Ken has commented on how well Jenny fills out her scrub suit and frequently tells her how sexy she is. Ken requests that Jenny come to his apartment for a candlelight dinner to discuss her three-month performance appraisal. He claims to be an excellent cook and lover.

Jenny is irritated with Ken's comments about her body and avoids him as much as possible. She has not asked him to stop his offensive remarks because she does not want to confront her boss. She does not want to go to his place for dinner. She thinks he should provide her performance appraisal in the work setting during work hours. Jenny needs her job and fears reprisals if she does not meet with Ken as requested. What should Jenny do?

Employee Documentation

Employees like Jenny should document all instances of uncomfortable behavior, including time, date, and place, and provide a factual description of the event. Reports should include the names of any witnesses. Additionally, employees should document any measures to stop the behavior, such as asking the harasser to stop making suggestive comments or requests. Documentation facilitates the reporting process. 

Jenny can take her documentation to the hospital’s human resource director or the company’s compliance officer. Jenny’s notes will help validate what happened and will be critical to the investigation. The employer, in this case, the metropolitan hospital, is “strictly liable” under California law. This means the employer is responsible, and the law requires them to take corrective action.
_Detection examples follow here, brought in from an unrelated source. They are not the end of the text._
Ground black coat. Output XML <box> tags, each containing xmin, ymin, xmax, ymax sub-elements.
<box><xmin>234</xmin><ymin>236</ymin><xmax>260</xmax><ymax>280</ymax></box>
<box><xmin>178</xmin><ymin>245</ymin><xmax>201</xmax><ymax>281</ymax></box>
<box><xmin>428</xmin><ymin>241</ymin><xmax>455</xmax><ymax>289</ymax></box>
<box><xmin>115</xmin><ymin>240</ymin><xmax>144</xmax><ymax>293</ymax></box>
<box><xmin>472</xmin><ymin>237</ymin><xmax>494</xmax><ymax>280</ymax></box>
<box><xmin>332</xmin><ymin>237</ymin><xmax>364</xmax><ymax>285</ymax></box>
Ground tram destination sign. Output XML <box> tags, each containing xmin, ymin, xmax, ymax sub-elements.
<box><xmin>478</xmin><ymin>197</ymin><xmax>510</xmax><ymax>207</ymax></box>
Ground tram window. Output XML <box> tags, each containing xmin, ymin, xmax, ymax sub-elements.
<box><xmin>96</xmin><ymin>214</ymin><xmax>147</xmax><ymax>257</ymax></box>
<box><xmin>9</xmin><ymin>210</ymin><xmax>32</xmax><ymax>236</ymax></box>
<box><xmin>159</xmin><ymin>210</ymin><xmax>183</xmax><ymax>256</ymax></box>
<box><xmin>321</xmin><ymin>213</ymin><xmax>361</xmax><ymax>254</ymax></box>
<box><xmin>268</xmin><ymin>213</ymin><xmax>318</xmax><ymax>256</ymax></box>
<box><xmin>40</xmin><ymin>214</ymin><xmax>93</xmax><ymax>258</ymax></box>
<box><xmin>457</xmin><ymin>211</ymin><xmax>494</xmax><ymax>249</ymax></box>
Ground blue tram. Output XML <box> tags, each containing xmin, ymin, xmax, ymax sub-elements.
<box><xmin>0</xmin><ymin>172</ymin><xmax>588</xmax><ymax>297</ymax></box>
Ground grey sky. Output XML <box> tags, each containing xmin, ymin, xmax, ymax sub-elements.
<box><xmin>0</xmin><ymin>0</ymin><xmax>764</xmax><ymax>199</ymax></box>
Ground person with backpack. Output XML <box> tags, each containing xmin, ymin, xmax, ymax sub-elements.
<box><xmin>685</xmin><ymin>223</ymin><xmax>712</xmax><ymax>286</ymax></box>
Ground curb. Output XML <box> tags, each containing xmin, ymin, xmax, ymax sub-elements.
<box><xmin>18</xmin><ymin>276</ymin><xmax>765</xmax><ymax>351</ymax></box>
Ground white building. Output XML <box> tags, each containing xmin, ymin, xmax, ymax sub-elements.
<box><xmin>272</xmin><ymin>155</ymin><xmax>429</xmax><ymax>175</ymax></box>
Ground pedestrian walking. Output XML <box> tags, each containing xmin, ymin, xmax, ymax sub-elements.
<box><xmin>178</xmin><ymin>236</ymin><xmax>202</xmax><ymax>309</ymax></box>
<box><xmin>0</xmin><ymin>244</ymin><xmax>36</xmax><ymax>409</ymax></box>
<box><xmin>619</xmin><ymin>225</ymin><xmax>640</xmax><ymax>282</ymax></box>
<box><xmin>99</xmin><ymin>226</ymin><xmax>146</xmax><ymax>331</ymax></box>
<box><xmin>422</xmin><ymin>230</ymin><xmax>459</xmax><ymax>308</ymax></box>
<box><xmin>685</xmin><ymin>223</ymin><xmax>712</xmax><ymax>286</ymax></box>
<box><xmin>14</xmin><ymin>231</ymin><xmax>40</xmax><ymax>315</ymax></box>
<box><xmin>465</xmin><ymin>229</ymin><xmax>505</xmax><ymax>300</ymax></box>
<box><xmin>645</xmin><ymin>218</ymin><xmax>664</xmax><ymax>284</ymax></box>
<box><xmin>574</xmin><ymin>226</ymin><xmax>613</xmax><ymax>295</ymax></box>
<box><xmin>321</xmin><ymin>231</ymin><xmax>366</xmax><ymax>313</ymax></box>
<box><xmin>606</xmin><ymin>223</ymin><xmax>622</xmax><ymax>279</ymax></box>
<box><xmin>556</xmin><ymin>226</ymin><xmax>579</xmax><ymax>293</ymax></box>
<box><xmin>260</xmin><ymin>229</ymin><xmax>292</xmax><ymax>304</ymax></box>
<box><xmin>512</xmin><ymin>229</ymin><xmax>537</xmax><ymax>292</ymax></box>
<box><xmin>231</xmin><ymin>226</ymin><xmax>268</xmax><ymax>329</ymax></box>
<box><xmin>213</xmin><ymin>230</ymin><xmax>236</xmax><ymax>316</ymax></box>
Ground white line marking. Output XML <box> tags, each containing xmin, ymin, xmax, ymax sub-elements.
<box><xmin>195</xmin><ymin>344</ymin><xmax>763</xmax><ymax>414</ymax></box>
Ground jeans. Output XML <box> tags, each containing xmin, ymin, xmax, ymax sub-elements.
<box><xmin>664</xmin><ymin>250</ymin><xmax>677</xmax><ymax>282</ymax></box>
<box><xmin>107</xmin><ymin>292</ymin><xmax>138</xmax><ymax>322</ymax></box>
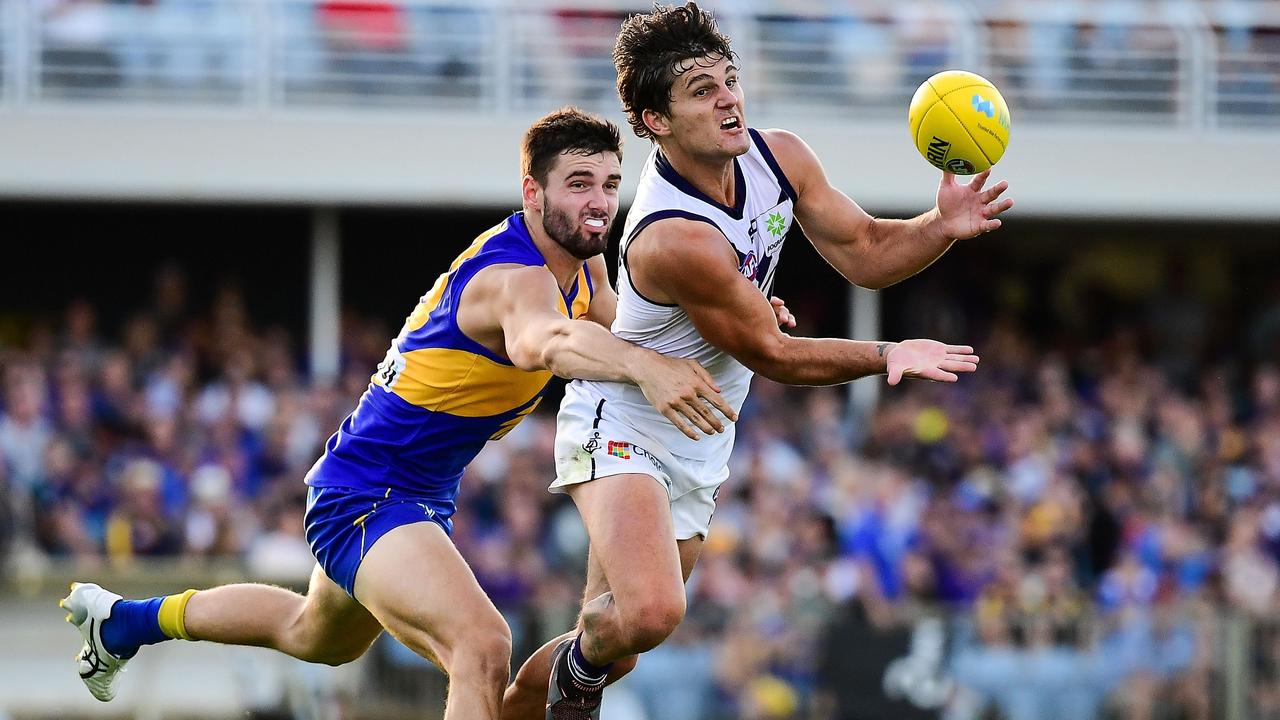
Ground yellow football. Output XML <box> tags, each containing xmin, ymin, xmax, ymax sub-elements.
<box><xmin>908</xmin><ymin>70</ymin><xmax>1009</xmax><ymax>176</ymax></box>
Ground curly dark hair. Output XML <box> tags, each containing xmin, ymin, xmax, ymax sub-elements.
<box><xmin>613</xmin><ymin>3</ymin><xmax>736</xmax><ymax>140</ymax></box>
<box><xmin>520</xmin><ymin>105</ymin><xmax>622</xmax><ymax>184</ymax></box>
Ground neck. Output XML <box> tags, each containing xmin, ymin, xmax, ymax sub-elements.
<box><xmin>524</xmin><ymin>210</ymin><xmax>584</xmax><ymax>293</ymax></box>
<box><xmin>662</xmin><ymin>140</ymin><xmax>737</xmax><ymax>208</ymax></box>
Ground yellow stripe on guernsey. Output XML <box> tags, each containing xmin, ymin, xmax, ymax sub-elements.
<box><xmin>392</xmin><ymin>347</ymin><xmax>552</xmax><ymax>418</ymax></box>
<box><xmin>401</xmin><ymin>223</ymin><xmax>507</xmax><ymax>334</ymax></box>
<box><xmin>372</xmin><ymin>219</ymin><xmax>591</xmax><ymax>422</ymax></box>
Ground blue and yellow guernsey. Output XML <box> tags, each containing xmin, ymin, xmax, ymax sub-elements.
<box><xmin>306</xmin><ymin>213</ymin><xmax>593</xmax><ymax>527</ymax></box>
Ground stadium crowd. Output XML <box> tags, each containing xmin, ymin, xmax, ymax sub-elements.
<box><xmin>0</xmin><ymin>258</ymin><xmax>1280</xmax><ymax>720</ymax></box>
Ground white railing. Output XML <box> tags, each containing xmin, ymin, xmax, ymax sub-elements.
<box><xmin>0</xmin><ymin>0</ymin><xmax>1280</xmax><ymax>131</ymax></box>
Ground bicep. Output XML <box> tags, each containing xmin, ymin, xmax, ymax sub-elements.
<box><xmin>472</xmin><ymin>266</ymin><xmax>566</xmax><ymax>369</ymax></box>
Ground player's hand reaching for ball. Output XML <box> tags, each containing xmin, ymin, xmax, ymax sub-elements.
<box><xmin>877</xmin><ymin>340</ymin><xmax>978</xmax><ymax>386</ymax></box>
<box><xmin>636</xmin><ymin>352</ymin><xmax>737</xmax><ymax>439</ymax></box>
<box><xmin>938</xmin><ymin>169</ymin><xmax>1014</xmax><ymax>240</ymax></box>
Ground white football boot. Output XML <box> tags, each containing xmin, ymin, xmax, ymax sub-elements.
<box><xmin>58</xmin><ymin>583</ymin><xmax>128</xmax><ymax>702</ymax></box>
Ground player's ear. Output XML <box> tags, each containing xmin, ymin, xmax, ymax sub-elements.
<box><xmin>640</xmin><ymin>110</ymin><xmax>671</xmax><ymax>137</ymax></box>
<box><xmin>520</xmin><ymin>176</ymin><xmax>543</xmax><ymax>211</ymax></box>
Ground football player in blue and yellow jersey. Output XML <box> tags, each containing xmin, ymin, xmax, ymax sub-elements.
<box><xmin>63</xmin><ymin>108</ymin><xmax>735</xmax><ymax>720</ymax></box>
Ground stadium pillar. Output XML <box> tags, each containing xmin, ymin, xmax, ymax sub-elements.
<box><xmin>849</xmin><ymin>286</ymin><xmax>884</xmax><ymax>421</ymax></box>
<box><xmin>310</xmin><ymin>208</ymin><xmax>342</xmax><ymax>383</ymax></box>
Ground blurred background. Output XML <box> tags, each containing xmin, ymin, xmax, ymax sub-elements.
<box><xmin>0</xmin><ymin>0</ymin><xmax>1280</xmax><ymax>720</ymax></box>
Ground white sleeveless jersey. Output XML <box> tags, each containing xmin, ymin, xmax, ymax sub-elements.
<box><xmin>566</xmin><ymin>129</ymin><xmax>796</xmax><ymax>462</ymax></box>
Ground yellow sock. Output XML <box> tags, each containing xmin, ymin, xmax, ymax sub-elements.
<box><xmin>157</xmin><ymin>591</ymin><xmax>196</xmax><ymax>641</ymax></box>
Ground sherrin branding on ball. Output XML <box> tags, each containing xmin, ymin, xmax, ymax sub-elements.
<box><xmin>908</xmin><ymin>70</ymin><xmax>1009</xmax><ymax>176</ymax></box>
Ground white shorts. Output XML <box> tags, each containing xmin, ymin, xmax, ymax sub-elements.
<box><xmin>550</xmin><ymin>386</ymin><xmax>728</xmax><ymax>539</ymax></box>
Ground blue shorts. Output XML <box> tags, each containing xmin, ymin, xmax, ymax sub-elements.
<box><xmin>303</xmin><ymin>487</ymin><xmax>453</xmax><ymax>597</ymax></box>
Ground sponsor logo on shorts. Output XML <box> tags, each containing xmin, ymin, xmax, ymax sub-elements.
<box><xmin>582</xmin><ymin>433</ymin><xmax>663</xmax><ymax>470</ymax></box>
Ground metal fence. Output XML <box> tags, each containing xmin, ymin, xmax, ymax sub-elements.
<box><xmin>0</xmin><ymin>0</ymin><xmax>1280</xmax><ymax>129</ymax></box>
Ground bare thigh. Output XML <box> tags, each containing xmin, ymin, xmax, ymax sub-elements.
<box><xmin>356</xmin><ymin>523</ymin><xmax>511</xmax><ymax>674</ymax></box>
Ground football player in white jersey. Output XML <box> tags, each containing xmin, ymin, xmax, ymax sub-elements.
<box><xmin>503</xmin><ymin>3</ymin><xmax>1012</xmax><ymax>720</ymax></box>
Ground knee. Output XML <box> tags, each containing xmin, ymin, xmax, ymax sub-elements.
<box><xmin>625</xmin><ymin>593</ymin><xmax>685</xmax><ymax>652</ymax></box>
<box><xmin>447</xmin><ymin>624</ymin><xmax>511</xmax><ymax>687</ymax></box>
<box><xmin>279</xmin><ymin>614</ymin><xmax>372</xmax><ymax>666</ymax></box>
<box><xmin>289</xmin><ymin>632</ymin><xmax>369</xmax><ymax>667</ymax></box>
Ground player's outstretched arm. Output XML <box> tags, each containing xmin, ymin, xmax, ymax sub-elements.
<box><xmin>762</xmin><ymin>129</ymin><xmax>1014</xmax><ymax>288</ymax></box>
<box><xmin>463</xmin><ymin>260</ymin><xmax>737</xmax><ymax>439</ymax></box>
<box><xmin>628</xmin><ymin>219</ymin><xmax>978</xmax><ymax>384</ymax></box>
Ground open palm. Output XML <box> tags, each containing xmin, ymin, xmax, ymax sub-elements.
<box><xmin>884</xmin><ymin>340</ymin><xmax>978</xmax><ymax>386</ymax></box>
<box><xmin>938</xmin><ymin>169</ymin><xmax>1014</xmax><ymax>240</ymax></box>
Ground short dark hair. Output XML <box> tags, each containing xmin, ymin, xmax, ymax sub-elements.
<box><xmin>520</xmin><ymin>105</ymin><xmax>622</xmax><ymax>184</ymax></box>
<box><xmin>613</xmin><ymin>3</ymin><xmax>736</xmax><ymax>140</ymax></box>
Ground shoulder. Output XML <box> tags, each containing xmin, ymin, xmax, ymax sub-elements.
<box><xmin>627</xmin><ymin>217</ymin><xmax>736</xmax><ymax>274</ymax></box>
<box><xmin>463</xmin><ymin>263</ymin><xmax>556</xmax><ymax>307</ymax></box>
<box><xmin>755</xmin><ymin>128</ymin><xmax>820</xmax><ymax>190</ymax></box>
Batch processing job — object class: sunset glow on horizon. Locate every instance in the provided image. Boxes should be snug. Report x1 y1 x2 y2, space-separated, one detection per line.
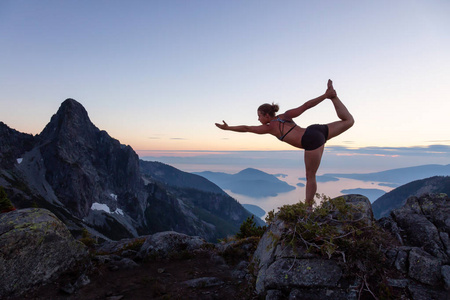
0 0 450 157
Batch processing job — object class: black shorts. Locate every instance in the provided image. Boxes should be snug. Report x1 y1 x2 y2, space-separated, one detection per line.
302 124 328 150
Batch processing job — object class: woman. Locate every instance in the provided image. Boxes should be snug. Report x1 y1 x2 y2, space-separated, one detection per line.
216 80 354 207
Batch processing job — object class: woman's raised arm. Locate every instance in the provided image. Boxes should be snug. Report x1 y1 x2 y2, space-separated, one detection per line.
216 121 270 134
283 80 336 119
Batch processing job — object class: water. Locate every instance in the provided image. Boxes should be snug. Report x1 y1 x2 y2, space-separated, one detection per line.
166 165 393 220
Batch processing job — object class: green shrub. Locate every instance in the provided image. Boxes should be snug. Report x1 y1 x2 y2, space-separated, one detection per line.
236 215 266 239
268 195 395 296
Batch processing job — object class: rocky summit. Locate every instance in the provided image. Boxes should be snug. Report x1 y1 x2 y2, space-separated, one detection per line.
0 194 450 300
0 99 251 241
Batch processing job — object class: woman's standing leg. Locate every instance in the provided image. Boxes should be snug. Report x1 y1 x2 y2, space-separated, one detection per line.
305 145 325 207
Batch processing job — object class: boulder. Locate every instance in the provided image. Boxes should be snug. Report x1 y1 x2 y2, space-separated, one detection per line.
137 231 206 259
252 194 450 299
0 208 88 297
253 195 374 299
391 196 450 262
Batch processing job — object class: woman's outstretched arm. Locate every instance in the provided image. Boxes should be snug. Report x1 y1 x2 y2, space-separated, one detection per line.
283 80 336 119
216 121 270 134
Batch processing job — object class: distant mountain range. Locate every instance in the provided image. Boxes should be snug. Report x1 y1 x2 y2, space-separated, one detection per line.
372 176 450 219
0 99 263 241
318 164 450 187
194 168 295 198
341 188 386 203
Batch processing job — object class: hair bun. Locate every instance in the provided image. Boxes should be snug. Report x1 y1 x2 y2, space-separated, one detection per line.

Employees such as Jenny have several options for reporting incidents, both internally and externally. An external venue is California’s Civil Rights Agency. In the scenario below, Stanley reported this complaint inside and outside his organization.

Case Study Two: Harassing the Boss

Dan is a case manager for an insurance company in California and works remotely.

He has not met his supervisor, Stanley, or other team members.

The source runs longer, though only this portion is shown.